Cornelia, ehemalige People und Culture Managerin IKEA Sweden, jetzt Bahlsen Group
3. Dare to trust
Und falls Sie jetzt gedacht haben, „Ich bin hier kein Wellness-Center. Das nutzen die doch aus.“ So sei es. Denn so wird es sein. Verletzlichkeit und Anteilnahme benötigen Vertrauen. Und da bewahrheitet sich wissenschaftlich erwiesen selbst. Sprich, wenn Sie sich öffnen und verletzlich zeigen, wird Ihr Gegenüber dasselbe tun. Es liegt also an Ihnen die vielen ersten Schritte zu tun.

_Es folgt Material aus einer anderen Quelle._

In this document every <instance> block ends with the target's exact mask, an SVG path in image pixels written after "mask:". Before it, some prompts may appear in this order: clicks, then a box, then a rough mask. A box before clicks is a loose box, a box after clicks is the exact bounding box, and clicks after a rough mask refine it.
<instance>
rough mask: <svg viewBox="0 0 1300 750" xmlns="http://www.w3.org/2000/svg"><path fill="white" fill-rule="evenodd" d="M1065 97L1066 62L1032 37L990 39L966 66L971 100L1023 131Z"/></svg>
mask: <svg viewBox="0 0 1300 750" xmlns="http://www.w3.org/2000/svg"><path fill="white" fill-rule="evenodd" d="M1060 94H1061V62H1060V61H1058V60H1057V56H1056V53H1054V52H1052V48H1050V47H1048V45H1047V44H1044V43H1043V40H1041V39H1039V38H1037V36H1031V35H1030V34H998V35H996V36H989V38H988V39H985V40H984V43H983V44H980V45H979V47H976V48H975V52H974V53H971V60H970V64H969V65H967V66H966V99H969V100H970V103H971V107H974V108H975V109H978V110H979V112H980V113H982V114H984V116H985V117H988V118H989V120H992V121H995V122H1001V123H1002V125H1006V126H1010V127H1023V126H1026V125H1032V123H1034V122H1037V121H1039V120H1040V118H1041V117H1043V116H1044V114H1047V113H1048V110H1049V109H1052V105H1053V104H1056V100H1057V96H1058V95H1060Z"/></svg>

Ich gebe immer alles, denn mein Arbeitgeber, meine Kollegen, jeder hier vertraut mir. Und dann denke ich: Okay, sie vertrauen mir. Lass mich ihnen zeigen, dass sie die richtige Entscheidung getroffen haben.
Visal, Verkehrsleiter Stockholms U-Bahn, MTR
Weltfrauentag! Sie haben die Wahl!
Lassen Sie uns in Zukunft gemeinsam rätseln, welches Geschlecht denn jetzt komischerweise einen Post über „Kinder und Karriere unter einen Hut bekommen“ geschrieben hat.
Es wird Zeit. Lasst uns Frauen und Männer und alle, die sich nicht entscheiden wollen die Möglichkeit geben, einen bedeutsamen Beitrag zu leisten. Gemeinsam. Miteinander. Füreinander.